Knowledge of those items is neither sufficient nor necessary to be either a competent or incompetent developer (at least for reasonable definitions of both competent and developer).

* Ok - maybe too much knowledge has some odd 2nd order negative effects on productivity: analysis paralysis, over-confidence, unwillingness to ask for help, programming toward a theoretically pure solution rather than a pragmatic solution.

radagaisus · on Oct 8, 2012

from all the questions this is the one you MUST know if you want me (or anyone) to trust you with a piece of code. It takes one hour (in wikipedia!) to learn everything you'll need for a day-to-day work complexity assessment with the Big O notation.

They asked us this questions on our high school final exams, I'm sure you'll manage.

mattdeboard · on Oct 8, 2012

Yeah, I mean, I'm also a self-taught, workaday programmer, and I agree with you. Understanding time complexity to a degree that you can communicate about it isn't something to shrug off. Don't be proud of ignorance.

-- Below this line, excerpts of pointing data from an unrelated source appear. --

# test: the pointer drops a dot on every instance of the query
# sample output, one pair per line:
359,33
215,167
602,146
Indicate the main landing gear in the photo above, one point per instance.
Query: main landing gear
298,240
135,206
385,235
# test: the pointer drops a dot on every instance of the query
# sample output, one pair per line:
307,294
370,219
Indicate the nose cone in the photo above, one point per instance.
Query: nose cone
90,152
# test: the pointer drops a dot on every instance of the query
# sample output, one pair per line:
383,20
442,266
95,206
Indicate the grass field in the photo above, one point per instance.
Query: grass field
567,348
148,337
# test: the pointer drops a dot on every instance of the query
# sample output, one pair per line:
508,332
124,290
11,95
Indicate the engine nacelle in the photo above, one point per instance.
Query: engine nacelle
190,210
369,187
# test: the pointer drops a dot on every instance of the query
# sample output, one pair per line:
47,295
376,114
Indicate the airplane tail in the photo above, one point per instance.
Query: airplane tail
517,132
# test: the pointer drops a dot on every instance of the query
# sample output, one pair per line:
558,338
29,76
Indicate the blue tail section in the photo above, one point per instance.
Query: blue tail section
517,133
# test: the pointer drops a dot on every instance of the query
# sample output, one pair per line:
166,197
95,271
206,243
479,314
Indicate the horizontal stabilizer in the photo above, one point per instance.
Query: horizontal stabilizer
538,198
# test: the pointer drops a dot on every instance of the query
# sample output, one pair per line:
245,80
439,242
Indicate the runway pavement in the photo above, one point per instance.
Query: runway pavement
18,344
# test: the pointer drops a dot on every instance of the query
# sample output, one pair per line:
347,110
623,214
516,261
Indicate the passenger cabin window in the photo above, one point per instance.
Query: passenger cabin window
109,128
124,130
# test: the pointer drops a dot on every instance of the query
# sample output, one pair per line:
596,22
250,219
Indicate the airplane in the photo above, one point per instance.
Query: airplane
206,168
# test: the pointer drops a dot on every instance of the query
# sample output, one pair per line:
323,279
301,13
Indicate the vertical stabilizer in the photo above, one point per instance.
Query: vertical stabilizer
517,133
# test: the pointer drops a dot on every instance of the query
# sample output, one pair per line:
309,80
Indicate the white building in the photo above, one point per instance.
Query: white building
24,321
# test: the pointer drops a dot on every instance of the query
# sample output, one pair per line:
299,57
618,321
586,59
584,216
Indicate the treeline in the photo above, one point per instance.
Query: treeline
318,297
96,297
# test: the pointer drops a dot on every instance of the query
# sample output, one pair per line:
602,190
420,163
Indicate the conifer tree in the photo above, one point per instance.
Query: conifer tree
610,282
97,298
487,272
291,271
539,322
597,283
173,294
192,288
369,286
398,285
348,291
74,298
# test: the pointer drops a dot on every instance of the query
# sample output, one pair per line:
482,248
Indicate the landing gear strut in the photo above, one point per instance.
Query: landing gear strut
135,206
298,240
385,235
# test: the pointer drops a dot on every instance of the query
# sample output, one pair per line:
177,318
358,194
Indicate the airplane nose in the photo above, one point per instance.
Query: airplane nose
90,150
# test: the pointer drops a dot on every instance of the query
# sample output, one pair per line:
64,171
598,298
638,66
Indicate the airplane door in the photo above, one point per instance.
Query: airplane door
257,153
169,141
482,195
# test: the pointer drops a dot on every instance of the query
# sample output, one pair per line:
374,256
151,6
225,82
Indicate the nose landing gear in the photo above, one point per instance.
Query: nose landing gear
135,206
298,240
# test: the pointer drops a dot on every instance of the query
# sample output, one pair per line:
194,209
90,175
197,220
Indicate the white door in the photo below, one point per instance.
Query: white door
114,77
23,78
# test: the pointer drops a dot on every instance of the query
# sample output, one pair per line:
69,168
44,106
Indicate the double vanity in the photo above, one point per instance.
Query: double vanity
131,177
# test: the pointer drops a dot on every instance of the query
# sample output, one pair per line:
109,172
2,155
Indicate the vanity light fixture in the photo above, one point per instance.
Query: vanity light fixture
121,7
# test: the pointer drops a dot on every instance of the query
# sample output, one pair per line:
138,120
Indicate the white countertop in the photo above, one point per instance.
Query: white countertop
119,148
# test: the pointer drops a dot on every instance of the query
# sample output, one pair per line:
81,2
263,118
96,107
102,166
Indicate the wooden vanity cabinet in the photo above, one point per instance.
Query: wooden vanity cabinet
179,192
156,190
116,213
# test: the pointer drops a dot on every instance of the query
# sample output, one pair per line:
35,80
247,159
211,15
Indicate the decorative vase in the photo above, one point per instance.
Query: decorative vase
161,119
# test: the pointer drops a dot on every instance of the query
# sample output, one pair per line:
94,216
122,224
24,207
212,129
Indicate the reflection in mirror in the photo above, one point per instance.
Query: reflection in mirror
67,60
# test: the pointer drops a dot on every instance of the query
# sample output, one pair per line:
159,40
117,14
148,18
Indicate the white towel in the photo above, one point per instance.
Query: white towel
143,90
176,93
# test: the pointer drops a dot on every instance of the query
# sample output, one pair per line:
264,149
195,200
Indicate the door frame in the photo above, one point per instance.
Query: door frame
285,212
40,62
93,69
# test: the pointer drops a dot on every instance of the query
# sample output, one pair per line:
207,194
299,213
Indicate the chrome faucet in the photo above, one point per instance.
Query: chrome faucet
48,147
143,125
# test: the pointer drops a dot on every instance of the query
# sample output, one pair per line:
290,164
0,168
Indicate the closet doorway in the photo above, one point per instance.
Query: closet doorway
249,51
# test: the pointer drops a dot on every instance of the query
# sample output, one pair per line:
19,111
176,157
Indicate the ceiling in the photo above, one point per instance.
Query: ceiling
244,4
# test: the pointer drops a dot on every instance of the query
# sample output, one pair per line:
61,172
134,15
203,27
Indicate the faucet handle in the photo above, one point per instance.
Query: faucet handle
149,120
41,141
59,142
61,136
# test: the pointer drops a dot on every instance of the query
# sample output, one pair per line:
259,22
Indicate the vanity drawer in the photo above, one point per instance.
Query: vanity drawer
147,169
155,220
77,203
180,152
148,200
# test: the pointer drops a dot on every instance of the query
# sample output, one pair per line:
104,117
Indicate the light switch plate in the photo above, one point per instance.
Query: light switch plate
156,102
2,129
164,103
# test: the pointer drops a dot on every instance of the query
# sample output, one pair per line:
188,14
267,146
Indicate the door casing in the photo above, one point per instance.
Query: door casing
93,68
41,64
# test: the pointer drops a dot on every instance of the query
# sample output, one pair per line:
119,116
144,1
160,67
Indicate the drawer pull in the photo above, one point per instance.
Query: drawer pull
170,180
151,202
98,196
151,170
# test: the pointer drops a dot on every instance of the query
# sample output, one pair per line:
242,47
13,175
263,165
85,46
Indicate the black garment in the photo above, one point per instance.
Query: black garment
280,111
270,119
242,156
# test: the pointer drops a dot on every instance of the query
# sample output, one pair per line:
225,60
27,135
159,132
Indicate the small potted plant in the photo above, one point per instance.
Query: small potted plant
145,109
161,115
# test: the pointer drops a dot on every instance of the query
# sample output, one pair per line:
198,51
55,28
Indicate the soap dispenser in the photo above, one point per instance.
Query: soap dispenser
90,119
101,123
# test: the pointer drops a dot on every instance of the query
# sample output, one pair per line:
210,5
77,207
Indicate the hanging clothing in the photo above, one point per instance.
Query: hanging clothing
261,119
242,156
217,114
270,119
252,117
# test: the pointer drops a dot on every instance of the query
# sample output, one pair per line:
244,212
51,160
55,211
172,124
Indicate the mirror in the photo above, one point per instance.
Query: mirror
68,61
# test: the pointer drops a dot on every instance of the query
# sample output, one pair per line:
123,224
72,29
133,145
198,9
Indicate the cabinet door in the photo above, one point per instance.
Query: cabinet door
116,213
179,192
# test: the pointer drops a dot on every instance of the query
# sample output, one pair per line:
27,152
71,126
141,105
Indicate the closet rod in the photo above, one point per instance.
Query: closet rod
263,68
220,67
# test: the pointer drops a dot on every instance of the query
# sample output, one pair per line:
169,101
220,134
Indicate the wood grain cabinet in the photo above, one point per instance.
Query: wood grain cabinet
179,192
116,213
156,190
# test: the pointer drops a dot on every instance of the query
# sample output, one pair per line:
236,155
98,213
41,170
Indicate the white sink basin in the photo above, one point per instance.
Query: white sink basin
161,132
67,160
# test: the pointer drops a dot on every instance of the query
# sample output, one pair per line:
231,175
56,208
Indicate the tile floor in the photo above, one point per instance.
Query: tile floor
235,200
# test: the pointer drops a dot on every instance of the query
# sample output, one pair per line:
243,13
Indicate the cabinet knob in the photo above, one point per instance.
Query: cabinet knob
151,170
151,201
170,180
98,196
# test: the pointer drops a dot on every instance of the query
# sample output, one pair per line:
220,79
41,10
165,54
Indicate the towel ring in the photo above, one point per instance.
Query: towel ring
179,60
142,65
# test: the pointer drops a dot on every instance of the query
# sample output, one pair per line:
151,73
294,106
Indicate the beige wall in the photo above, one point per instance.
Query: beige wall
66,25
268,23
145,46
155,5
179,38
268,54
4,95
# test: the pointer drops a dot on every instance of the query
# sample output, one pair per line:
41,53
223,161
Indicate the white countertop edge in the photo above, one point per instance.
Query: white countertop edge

The problem is that the perspective expressed by the GP comment is a pure expression of the "don't know what you don't know" adage. Sure, you can hammer out solutions to problems, but the more exposure you've got to more concepts in your field, 1. the bigger your toolkit and 2. the quicker you can start drawing conclusions about the problem.

I'm actually pretty shocked someone's confessing to not knowing what big O notation is and proud of it.

hermannj314 · on Oct 8, 2012

> O(2^n) equal to O(3^n)

Yep. So I looked into it and it seems they are not equal. Every f(n) in the set O(2^n) belongs to O(3^n). While this means that O(2^n) is a subset of O(3^n), we can see from the trival case f(n)=3^n that O(3^n) is not a subset O(2^n) since 3^n > 2^n for all n as n approaches infinity, or there is no k such that is exists an n0, such that all n > n0 implies 3^n < k*2^n, therefore the two sets are not equal.

Great. I still don't see how I am more qualified to do absolutely anything in life.

psykotic · on Oct 9, 2012

> we can see from the trival case f(n)=3^n that O(3^n) is not a subset O(2^n) since 3^n > 2^n for all n as n approaches infinity, or there is no k such that is exists an n0, such that all n > n0 implies 3^n < k*2^n, therefore the two sets are not equal.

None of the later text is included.